# Food SPARKING in microwave



## Rah (May 3, 2007)

Ok, just thought this was a bit weird. I've been mixing in Nature's Diet - Puppy in with my pup's hard food (about a teaspoonful) and it suggests on the pack you can warm it up a bit in the microwave if you want, so I thought I'd give it a try to make Baby's meal a bit different.

So I put the teaspoonful in the microwave in a plastic dish, and within 2 seconds of it being in there, bright yellow sparks were coming off of it! It was like it was exploding! It was really really weird!

Is food supposed to do that? Cos I didn't think it was! xD I can't think of what might be in the food that's making it react in that way. And leaving it in the microwave for literally 4 seconds made it PIPING hot


----------



## trixiesmom (Jan 31, 2006)

I think I would stop feeding that food. The only reason it is sparking, sounds like there is some kind of metal in the food. Maybe someone else can tell us why??????????????


----------



## *Lydz* (Mar 30, 2007)

Sounds really weird - think i would stop feeding Baby it aswell - would you eat something that sparked??


----------



## Rah (May 3, 2007)

Lol. To be honest, if it tasted good, i'd eat anything 

I'm just a bit annoyed. I thought this was one of the better foods 

Naturediet Ingredients:
Chicken, Lamb, Tripe, Brown Rice, Carrots, Egg, Kelp, Natural ground bone, vitamins & minerals, Vitamin A, D3 and E20. 

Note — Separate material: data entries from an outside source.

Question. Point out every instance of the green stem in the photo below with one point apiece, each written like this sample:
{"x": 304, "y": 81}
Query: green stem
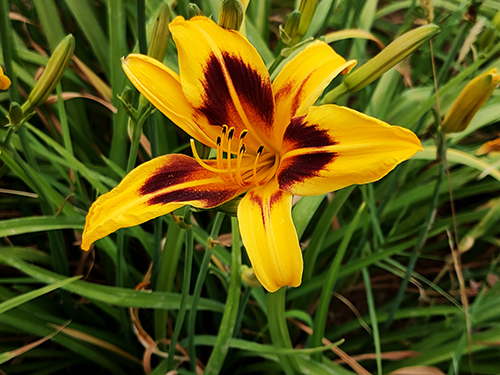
{"x": 279, "y": 330}
{"x": 8, "y": 49}
{"x": 188, "y": 265}
{"x": 322, "y": 229}
{"x": 166, "y": 273}
{"x": 209, "y": 250}
{"x": 226, "y": 329}
{"x": 326, "y": 293}
{"x": 141, "y": 26}
{"x": 373, "y": 318}
{"x": 117, "y": 49}
{"x": 420, "y": 242}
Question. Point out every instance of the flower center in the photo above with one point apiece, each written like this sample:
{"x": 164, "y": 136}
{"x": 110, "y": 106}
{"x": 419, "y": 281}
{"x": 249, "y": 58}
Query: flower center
{"x": 235, "y": 164}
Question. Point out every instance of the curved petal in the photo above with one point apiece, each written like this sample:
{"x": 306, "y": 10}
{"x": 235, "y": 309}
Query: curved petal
{"x": 303, "y": 79}
{"x": 269, "y": 236}
{"x": 333, "y": 147}
{"x": 161, "y": 86}
{"x": 224, "y": 78}
{"x": 155, "y": 188}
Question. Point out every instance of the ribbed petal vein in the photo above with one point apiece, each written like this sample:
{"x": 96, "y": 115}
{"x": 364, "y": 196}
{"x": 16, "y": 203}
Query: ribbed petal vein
{"x": 333, "y": 147}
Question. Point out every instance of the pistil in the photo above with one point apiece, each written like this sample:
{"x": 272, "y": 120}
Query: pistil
{"x": 256, "y": 172}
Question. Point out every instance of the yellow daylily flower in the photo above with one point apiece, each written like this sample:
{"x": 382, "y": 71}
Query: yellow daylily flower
{"x": 4, "y": 80}
{"x": 269, "y": 140}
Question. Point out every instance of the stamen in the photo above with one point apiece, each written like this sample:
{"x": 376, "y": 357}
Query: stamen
{"x": 259, "y": 152}
{"x": 201, "y": 162}
{"x": 238, "y": 164}
{"x": 229, "y": 153}
{"x": 218, "y": 156}
{"x": 272, "y": 172}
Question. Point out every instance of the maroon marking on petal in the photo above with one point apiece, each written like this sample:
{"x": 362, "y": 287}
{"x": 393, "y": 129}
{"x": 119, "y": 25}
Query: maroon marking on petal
{"x": 178, "y": 170}
{"x": 276, "y": 198}
{"x": 217, "y": 95}
{"x": 287, "y": 91}
{"x": 250, "y": 86}
{"x": 218, "y": 105}
{"x": 284, "y": 91}
{"x": 257, "y": 200}
{"x": 212, "y": 197}
{"x": 303, "y": 167}
{"x": 301, "y": 134}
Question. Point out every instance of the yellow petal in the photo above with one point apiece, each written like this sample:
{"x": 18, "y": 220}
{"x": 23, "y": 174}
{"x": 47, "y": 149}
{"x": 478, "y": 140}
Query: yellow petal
{"x": 4, "y": 80}
{"x": 303, "y": 79}
{"x": 334, "y": 147}
{"x": 162, "y": 87}
{"x": 155, "y": 188}
{"x": 269, "y": 236}
{"x": 224, "y": 78}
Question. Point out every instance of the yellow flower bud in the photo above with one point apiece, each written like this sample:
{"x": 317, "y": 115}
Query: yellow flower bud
{"x": 469, "y": 101}
{"x": 381, "y": 63}
{"x": 160, "y": 35}
{"x": 194, "y": 10}
{"x": 4, "y": 80}
{"x": 52, "y": 74}
{"x": 291, "y": 28}
{"x": 248, "y": 277}
{"x": 490, "y": 146}
{"x": 231, "y": 14}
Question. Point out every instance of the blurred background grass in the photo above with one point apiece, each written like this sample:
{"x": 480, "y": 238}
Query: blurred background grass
{"x": 382, "y": 269}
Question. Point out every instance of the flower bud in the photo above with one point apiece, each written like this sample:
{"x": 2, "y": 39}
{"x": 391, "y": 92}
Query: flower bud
{"x": 490, "y": 146}
{"x": 52, "y": 74}
{"x": 126, "y": 98}
{"x": 385, "y": 60}
{"x": 248, "y": 277}
{"x": 194, "y": 10}
{"x": 307, "y": 8}
{"x": 291, "y": 28}
{"x": 469, "y": 101}
{"x": 428, "y": 8}
{"x": 15, "y": 114}
{"x": 160, "y": 35}
{"x": 231, "y": 14}
{"x": 4, "y": 80}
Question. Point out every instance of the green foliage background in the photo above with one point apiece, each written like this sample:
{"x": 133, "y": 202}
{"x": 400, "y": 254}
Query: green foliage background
{"x": 380, "y": 273}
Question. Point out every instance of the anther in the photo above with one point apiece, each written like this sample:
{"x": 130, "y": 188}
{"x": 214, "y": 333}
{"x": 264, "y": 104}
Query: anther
{"x": 256, "y": 161}
{"x": 243, "y": 133}
{"x": 239, "y": 179}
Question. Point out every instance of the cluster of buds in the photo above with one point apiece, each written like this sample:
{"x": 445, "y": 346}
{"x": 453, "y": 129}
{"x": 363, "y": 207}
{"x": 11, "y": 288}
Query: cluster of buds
{"x": 469, "y": 101}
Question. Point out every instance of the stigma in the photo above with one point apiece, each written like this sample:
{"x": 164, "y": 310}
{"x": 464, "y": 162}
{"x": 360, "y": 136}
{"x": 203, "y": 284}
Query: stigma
{"x": 235, "y": 164}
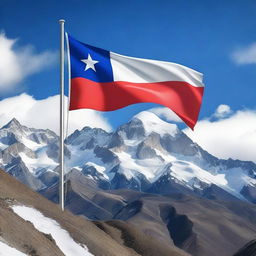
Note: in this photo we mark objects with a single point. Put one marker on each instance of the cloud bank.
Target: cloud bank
(16, 63)
(45, 114)
(165, 113)
(231, 136)
(246, 55)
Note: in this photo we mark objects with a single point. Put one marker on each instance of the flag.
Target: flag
(106, 81)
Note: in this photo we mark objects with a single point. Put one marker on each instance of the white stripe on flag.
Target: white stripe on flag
(136, 70)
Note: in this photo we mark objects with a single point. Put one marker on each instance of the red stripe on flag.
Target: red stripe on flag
(181, 97)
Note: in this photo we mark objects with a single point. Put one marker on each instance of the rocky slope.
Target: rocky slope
(197, 225)
(146, 154)
(25, 237)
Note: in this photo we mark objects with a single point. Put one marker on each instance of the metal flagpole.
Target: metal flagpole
(61, 152)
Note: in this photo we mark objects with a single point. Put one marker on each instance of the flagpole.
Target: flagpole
(61, 152)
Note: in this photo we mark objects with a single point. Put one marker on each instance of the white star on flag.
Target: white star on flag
(89, 63)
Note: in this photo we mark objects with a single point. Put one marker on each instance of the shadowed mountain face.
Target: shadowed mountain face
(115, 239)
(146, 154)
(199, 226)
(148, 175)
(247, 250)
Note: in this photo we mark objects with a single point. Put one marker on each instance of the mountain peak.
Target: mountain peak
(152, 123)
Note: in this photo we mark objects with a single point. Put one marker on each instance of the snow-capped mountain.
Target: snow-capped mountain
(29, 154)
(146, 154)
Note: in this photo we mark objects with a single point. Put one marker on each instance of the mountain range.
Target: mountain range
(148, 174)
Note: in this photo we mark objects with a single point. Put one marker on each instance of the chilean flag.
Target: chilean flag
(106, 81)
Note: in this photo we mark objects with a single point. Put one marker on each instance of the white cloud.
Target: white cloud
(222, 111)
(45, 114)
(166, 114)
(16, 63)
(246, 55)
(233, 136)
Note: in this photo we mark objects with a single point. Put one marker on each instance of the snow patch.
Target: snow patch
(6, 250)
(153, 123)
(49, 226)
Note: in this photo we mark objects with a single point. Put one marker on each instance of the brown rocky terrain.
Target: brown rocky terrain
(102, 239)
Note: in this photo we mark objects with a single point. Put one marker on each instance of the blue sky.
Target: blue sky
(203, 35)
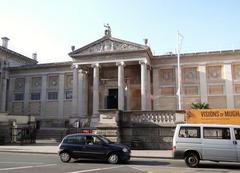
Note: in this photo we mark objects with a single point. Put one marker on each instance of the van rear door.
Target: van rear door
(218, 144)
(236, 142)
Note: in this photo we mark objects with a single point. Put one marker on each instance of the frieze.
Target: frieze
(109, 45)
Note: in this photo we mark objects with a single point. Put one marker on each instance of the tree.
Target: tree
(200, 105)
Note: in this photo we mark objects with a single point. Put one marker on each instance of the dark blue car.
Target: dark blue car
(92, 146)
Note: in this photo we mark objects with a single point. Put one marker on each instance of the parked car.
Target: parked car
(92, 146)
(195, 142)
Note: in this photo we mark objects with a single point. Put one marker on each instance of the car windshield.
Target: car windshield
(107, 141)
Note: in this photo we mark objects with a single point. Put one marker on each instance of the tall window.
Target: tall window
(35, 96)
(52, 95)
(68, 95)
(18, 96)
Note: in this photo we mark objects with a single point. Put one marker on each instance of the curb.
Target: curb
(34, 152)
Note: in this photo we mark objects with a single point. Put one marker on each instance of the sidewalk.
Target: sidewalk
(53, 149)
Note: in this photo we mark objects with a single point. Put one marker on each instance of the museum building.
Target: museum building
(111, 73)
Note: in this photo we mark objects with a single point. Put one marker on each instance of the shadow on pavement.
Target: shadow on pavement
(220, 165)
(134, 162)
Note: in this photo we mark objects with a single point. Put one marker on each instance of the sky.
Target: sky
(51, 27)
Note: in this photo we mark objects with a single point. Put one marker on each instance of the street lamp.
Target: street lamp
(179, 44)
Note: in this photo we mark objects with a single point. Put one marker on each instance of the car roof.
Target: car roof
(211, 125)
(82, 134)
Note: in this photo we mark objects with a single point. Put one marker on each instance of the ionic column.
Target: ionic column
(85, 91)
(61, 95)
(156, 89)
(95, 88)
(120, 85)
(227, 73)
(10, 94)
(143, 85)
(4, 93)
(26, 95)
(149, 103)
(203, 83)
(75, 91)
(82, 98)
(43, 95)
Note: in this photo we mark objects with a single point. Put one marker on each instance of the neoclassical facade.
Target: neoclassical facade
(111, 73)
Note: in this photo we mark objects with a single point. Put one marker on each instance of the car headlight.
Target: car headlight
(125, 150)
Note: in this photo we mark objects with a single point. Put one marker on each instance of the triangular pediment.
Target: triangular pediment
(108, 44)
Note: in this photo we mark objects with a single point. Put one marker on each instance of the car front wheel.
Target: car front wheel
(192, 160)
(65, 157)
(113, 158)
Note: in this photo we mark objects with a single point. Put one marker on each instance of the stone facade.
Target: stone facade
(114, 74)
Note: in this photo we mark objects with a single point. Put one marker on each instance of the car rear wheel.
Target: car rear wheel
(65, 157)
(192, 160)
(113, 158)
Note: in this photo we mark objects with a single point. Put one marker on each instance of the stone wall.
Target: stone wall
(140, 129)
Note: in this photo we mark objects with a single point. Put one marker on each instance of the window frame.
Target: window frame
(197, 128)
(52, 92)
(217, 137)
(34, 94)
(18, 94)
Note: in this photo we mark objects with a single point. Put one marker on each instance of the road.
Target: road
(48, 163)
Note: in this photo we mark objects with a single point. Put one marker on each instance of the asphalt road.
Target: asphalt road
(48, 163)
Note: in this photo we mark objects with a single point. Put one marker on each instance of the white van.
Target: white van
(195, 142)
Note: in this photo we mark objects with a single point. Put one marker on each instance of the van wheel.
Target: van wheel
(65, 157)
(113, 158)
(192, 160)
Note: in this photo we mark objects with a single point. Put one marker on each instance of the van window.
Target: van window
(189, 132)
(216, 133)
(237, 133)
(76, 139)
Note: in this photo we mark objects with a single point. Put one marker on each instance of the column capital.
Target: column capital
(143, 62)
(80, 70)
(74, 66)
(120, 64)
(96, 65)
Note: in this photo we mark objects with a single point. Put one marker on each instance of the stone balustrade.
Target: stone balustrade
(162, 118)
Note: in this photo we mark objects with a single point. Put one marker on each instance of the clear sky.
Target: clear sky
(51, 27)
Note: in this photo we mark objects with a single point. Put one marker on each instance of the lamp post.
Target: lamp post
(179, 44)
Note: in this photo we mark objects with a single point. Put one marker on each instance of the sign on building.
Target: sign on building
(213, 116)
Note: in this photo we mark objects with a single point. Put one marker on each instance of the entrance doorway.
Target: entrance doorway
(112, 99)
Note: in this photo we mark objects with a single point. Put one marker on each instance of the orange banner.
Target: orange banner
(213, 116)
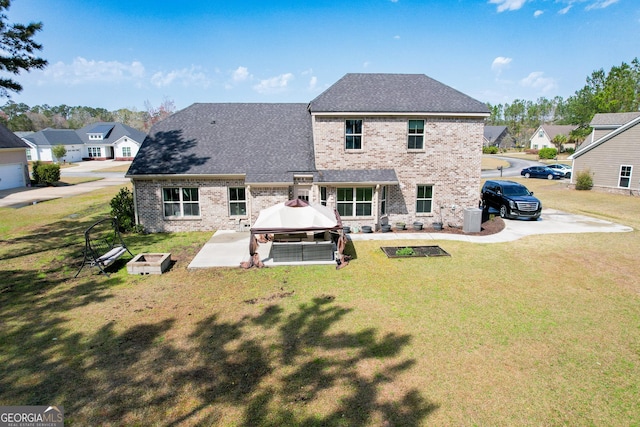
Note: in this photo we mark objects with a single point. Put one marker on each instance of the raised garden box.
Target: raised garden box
(413, 251)
(149, 264)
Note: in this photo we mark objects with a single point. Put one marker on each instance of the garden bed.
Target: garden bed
(413, 251)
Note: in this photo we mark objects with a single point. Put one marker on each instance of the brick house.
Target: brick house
(378, 147)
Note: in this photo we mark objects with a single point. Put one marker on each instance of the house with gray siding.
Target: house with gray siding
(96, 141)
(14, 170)
(611, 153)
(379, 148)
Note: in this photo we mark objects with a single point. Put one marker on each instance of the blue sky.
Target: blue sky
(121, 54)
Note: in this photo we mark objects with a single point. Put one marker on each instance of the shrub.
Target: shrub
(122, 208)
(490, 150)
(548, 153)
(405, 251)
(584, 180)
(45, 173)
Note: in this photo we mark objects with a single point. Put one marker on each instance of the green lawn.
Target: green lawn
(542, 331)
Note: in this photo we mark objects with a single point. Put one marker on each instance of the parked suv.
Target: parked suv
(511, 199)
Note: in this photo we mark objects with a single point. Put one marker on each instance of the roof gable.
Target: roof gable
(9, 139)
(586, 148)
(394, 93)
(265, 142)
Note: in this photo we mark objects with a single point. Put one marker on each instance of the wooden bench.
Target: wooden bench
(103, 245)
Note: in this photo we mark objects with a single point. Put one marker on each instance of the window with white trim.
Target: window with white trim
(416, 135)
(424, 199)
(355, 201)
(353, 135)
(323, 196)
(180, 202)
(237, 201)
(625, 176)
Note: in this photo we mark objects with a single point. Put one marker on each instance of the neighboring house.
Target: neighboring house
(543, 136)
(377, 147)
(97, 141)
(498, 136)
(612, 153)
(14, 169)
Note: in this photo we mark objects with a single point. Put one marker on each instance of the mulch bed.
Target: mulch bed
(491, 226)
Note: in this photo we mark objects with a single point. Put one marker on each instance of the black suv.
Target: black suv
(511, 199)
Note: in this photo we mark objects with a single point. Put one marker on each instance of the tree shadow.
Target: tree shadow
(265, 367)
(166, 152)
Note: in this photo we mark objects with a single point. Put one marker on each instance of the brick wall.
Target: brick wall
(450, 161)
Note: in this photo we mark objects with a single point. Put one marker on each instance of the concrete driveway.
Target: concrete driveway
(229, 248)
(23, 196)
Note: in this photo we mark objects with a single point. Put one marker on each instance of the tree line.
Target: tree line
(616, 91)
(21, 117)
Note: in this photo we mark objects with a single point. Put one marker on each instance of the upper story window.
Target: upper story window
(625, 176)
(180, 202)
(355, 201)
(353, 134)
(416, 135)
(237, 201)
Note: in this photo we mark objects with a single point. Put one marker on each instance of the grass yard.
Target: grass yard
(541, 331)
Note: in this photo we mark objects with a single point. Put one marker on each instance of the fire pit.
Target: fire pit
(149, 264)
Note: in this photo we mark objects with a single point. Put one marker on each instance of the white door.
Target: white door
(11, 176)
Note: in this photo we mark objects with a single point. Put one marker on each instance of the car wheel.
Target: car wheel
(504, 212)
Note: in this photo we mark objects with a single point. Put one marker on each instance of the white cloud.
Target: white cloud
(187, 77)
(313, 83)
(565, 10)
(240, 74)
(499, 63)
(508, 4)
(538, 81)
(83, 70)
(274, 84)
(601, 4)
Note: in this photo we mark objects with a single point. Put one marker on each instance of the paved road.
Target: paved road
(515, 166)
(23, 196)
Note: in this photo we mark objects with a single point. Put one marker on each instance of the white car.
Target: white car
(564, 169)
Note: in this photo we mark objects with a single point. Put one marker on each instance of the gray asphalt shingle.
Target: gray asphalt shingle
(395, 93)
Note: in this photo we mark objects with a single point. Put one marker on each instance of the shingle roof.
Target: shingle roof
(492, 133)
(613, 119)
(9, 139)
(267, 142)
(394, 93)
(52, 137)
(118, 130)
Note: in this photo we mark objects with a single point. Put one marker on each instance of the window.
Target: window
(416, 135)
(625, 176)
(180, 202)
(355, 201)
(424, 199)
(237, 201)
(353, 135)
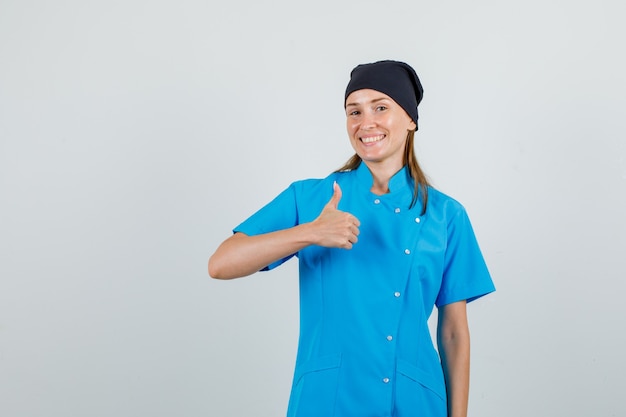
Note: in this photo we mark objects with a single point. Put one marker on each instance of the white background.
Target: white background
(135, 134)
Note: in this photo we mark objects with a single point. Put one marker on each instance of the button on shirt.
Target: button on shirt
(365, 348)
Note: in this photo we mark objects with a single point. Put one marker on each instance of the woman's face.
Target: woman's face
(377, 127)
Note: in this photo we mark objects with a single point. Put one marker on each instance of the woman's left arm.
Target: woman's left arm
(454, 348)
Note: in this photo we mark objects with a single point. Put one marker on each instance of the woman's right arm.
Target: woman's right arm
(241, 255)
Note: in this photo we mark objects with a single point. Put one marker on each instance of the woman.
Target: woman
(377, 248)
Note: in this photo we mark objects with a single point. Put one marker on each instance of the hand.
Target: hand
(336, 228)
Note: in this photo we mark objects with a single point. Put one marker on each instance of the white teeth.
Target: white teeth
(372, 139)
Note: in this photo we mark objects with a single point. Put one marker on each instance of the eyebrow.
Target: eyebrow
(373, 101)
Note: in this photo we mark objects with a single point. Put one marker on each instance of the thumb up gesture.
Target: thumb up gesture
(335, 228)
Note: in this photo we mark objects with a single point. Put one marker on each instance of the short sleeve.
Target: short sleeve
(465, 273)
(281, 213)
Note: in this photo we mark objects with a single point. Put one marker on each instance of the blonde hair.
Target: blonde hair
(415, 171)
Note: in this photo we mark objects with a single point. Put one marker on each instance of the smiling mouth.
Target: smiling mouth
(372, 139)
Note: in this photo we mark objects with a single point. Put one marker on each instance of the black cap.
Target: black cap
(396, 79)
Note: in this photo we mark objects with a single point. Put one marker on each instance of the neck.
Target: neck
(381, 173)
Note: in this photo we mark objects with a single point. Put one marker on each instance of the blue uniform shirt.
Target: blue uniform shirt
(365, 349)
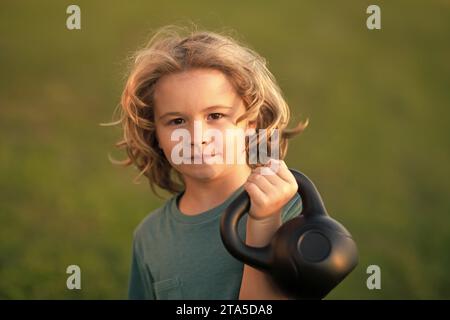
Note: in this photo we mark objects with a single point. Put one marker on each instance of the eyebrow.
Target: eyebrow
(174, 113)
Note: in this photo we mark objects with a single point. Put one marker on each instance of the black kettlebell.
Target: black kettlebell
(307, 257)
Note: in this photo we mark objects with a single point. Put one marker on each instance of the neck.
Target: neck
(201, 195)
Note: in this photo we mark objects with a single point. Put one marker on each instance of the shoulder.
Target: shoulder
(151, 223)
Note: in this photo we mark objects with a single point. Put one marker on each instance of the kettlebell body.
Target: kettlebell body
(307, 257)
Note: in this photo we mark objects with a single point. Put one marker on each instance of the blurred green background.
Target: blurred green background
(377, 147)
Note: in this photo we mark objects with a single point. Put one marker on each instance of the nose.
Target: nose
(199, 139)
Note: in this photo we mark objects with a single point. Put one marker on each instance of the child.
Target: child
(209, 80)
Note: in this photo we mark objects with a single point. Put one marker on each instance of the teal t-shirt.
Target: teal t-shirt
(177, 256)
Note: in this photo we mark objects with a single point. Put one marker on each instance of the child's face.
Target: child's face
(204, 97)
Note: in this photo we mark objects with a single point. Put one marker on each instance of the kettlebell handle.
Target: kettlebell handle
(312, 205)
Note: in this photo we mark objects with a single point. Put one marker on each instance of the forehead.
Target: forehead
(194, 89)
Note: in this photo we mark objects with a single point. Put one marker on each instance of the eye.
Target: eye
(176, 121)
(216, 115)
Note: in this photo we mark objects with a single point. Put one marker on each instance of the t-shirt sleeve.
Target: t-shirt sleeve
(292, 209)
(140, 285)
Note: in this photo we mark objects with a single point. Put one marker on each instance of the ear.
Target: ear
(251, 125)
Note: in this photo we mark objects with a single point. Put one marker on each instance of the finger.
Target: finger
(261, 181)
(255, 193)
(283, 171)
(274, 179)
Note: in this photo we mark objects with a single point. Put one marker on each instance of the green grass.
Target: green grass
(377, 146)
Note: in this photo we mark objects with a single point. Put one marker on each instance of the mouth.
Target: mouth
(200, 158)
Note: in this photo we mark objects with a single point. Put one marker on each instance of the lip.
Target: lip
(205, 156)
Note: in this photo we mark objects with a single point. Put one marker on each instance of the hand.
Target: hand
(270, 188)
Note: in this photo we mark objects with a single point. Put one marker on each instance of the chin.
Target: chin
(202, 171)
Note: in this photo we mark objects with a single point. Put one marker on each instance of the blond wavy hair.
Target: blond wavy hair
(174, 49)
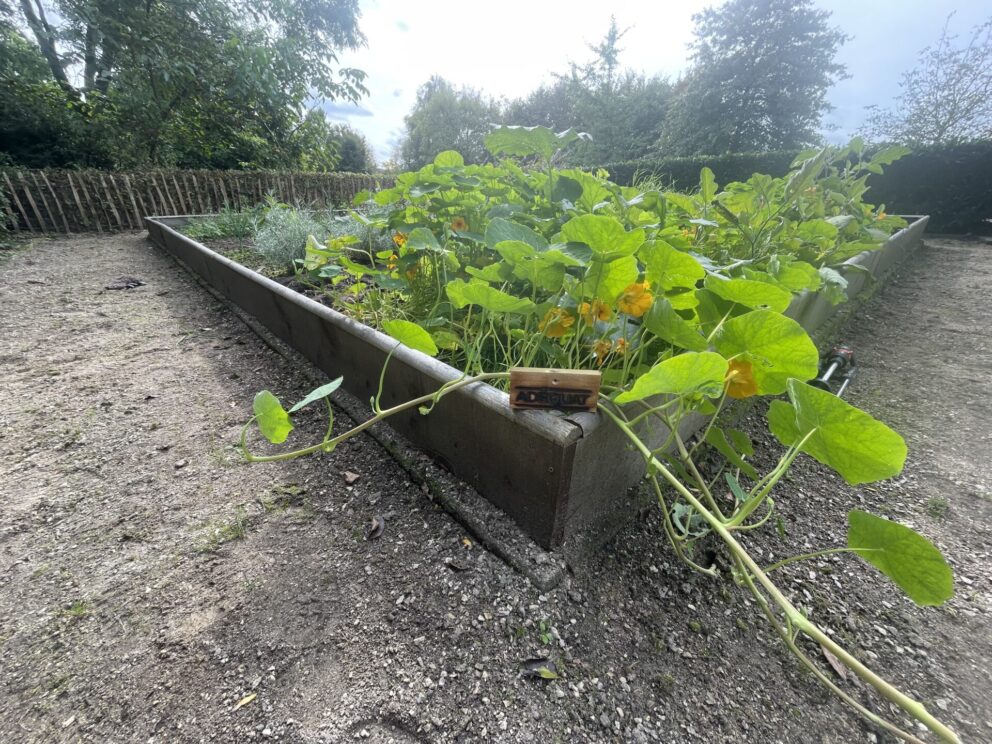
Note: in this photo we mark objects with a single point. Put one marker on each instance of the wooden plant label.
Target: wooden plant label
(566, 389)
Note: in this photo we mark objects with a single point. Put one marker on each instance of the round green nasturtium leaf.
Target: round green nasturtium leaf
(499, 230)
(422, 239)
(604, 235)
(750, 293)
(777, 347)
(859, 447)
(412, 335)
(462, 293)
(691, 372)
(662, 320)
(608, 281)
(905, 556)
(271, 417)
(668, 267)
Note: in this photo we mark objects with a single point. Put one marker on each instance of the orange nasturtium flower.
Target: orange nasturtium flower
(595, 311)
(740, 379)
(636, 299)
(556, 322)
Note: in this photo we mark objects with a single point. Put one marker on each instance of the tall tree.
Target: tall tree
(946, 98)
(760, 73)
(622, 110)
(446, 118)
(198, 82)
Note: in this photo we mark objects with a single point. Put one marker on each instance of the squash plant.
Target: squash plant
(681, 301)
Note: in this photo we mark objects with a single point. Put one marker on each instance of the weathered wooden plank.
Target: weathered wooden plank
(17, 202)
(58, 202)
(27, 195)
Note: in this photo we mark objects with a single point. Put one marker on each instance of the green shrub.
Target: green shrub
(228, 223)
(951, 183)
(283, 236)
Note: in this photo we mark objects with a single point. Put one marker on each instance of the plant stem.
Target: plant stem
(328, 444)
(913, 707)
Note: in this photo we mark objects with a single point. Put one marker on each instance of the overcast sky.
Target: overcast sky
(508, 48)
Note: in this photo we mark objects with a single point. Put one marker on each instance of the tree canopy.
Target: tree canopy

Crap. I just noticed something in VERY small print at the bottom of the packet. 'Once opened refrigerate and use within 48 hours' 

Hmm, i've been feeding her this since...a week ago? It's been in the fridge, no way would she get through it all in 48 hours. Seems such a waste to throw it away. I swear this feeding/choosing the right food thing is such a pain in the ass.


----------



## Katie (Apr 9, 2005)

I think you just cooked it for too long. Maybe hold off on the warming it up if she eats it fine cold. It sounds like a really healthy food. I usually keep cannedfood for 3 days before throwing it out.


----------



## *Chloe* (Feb 6, 2006)

lol i heated it once and it exploaded all inside the microwave - what a smelly mess eww

i think u just over heated it too i would imagine its something like the rice and carrots that exploaded (just a guess tho)

i put the thing in a tuppawear box so its sealed up in the fridge it take twig 4-5 days to eat a tray of nature diet


----------



## Rah (May 3, 2007)

Cooked it for too long? It was in there for like, 6 seconds! xD But yeah, I guess I'll just stick to keeping it cold from now on  

I've been keeping it wrapped in a little plastic bag in the fridge, my pup's got through about half the tub since last week when I got it for her.

She never seems to digest the rice properly, it's really clear in her poop. That was actually why I tried the heating to begin with, I thought it might soften the rice a bit and help with the digestion. 

I wish it came in smaller tubs though  I hate to waste half the tray of food!


----------



## *Lydz* (Mar 30, 2007)

If its in a foil packaging a small piece could have been in food and thats what sparked? 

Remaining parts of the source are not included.